My Eco Revamp

Environment

Once again, sorry about the sparsity of my posts. I’m currently in the process of launching a second blog which will act as a portfolio for my nature writing and illustration. Once that’s set up I will distribute my attention more evenly between the two! Watch this space…

Before moving to London, I was worried I might get distracted from my love of wildlife and all that kind of thing. There are lots of fabulous London things to in London, and I thought I might get caught up with pasty shops at train stations and other exciting diversions. Fortunately, I was wrong! I’m loving the pasty shops, but I’ve spent more time thinking about enviro issues here than I did in Bristol. I’ve also managed to get a job fundraising for the RSPB (amaze), which is making me realise more than ever how important it is to co-operate with the natural world.

Consequently, I’ve managed to give my life a little eco revamp. I’ve always tried to buy things ethically when I can, but I’ve now decided it’s the sort of thing you can’t really do half-assed. There’s no point in buying organic leeks and then hobbling into Primark.

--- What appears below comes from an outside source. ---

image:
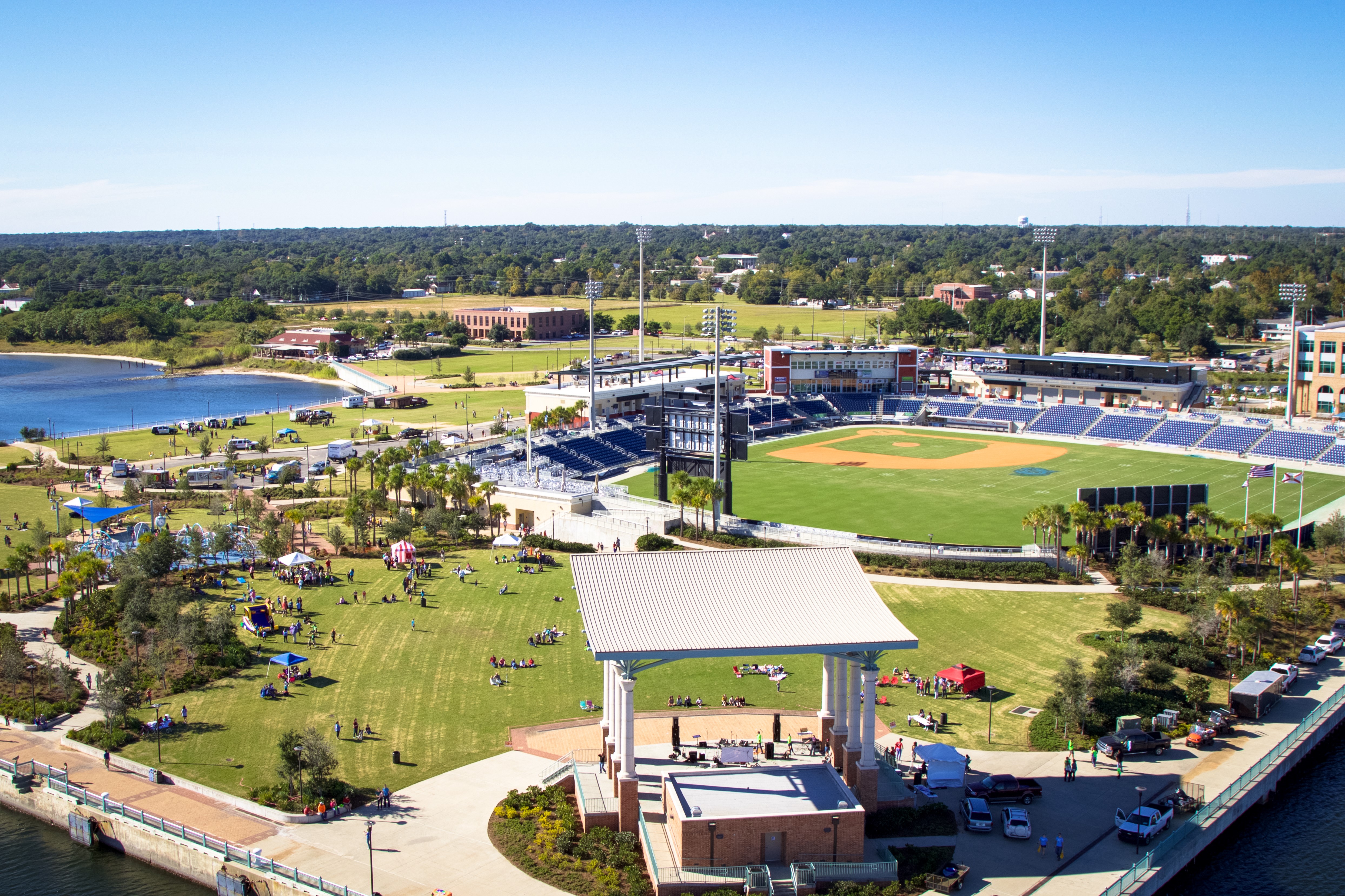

So here is a quick run-down of a few nice changes I’ve made to make the world a little less crap:

photo1 (9)

Cool cosmetics

Like many ladies, I use lots of cosmetics. I have thick, curly hair so I need a million hair products, and my dry skin means I must always have moisturiser at arm’s reach WITHOUT FAIL. I remember reading something about how little we know about the chemicals in our beauty products, and how easily we will smother ourselves without thinking. There has also been an awful lot in the media recently about animal cruelty and cosmetic testing. With both of these in mind, I am now slowly replacing each of my cosmetic items with products from Lush and The Body Shop. I know there are plenty of other companies that produce eco-cosmetics, but I haven’t done enough research yet! Lush are famous for their fresh, natural products and The Body Shop never test their products on animals, and use sustainably-sourced and Fairtrade ingredients.

I’m currently using Trichomania coconut shampoo from Lush, Banana conditioner from TBS and Early Harvest Raspberry shower gel from TBS.

taua-grafite-emeraude

Tubular trainers

As I mentioned, I’m starting a new job with the RSPB soon, hoozah! They’re my favourite charity and I can’t wait to get cracking. My job involves being on my feet and moving around London every day, so I decided I would invest in a good pair of sneaker-trainers. I remember hearing that Lily Cole (very interested in eco-activism) had collaborated with a French company called Veja, so I had a sneaky peek and found that they make eco-sneakers using organic Brazilian cotton, wild rubber from the Amazon and vegetable-tanned leather. I was most excited about the wild rubber, because they enable Brazilian people to earn an income from sustainable rubber-tapping rather than resorting to logging.

Needless to say, I bought this delicious pair of Taua Grafite Emeraudes for €69, made in the Ceara region of Brazil.

Free range chicken at the Food Animal Initiative (FAI) farm in Oxford, UK.

Free range, organic & seasonal

This is probably the easiest thing you can do to improve the lives of both domesticated and wild animals, yet it’s the one thing people avoid. Free range chicken speaks for itself: chickens deserve to lead a natural, safe and happy life before they’re eaten or while they provide us with eggs. A quick comparison on the Sainsbury’s website reveals that you can buy free range eggs for just 35p more than normal ‘barn’ eggs (caged). As for organic produce, I can’t stress how much of a difference it makes. I’m currently reading Silent Spring by Rachel Carson, and although it was written in the 1960s, everything she says rings true today. Pesticides find their way into soil, rainwater, insects, wild birds and animals, and our own digestive systems. They kill wildlife and are undeniably dangerous to our own health, yet we feed our children pesticide-coated fruit and veg. Another Sainsbury’s search reveals that organic leeks are a mere 50p more than regular leeks. If you buy produce seasonally, you’ll find it to be even cheaper.

If you think you can’t afford a few pennies more each week, think of the last stupid purchase you made that you could have spent on better food. Mine was a band t-shirt I bought ‘in the moment’.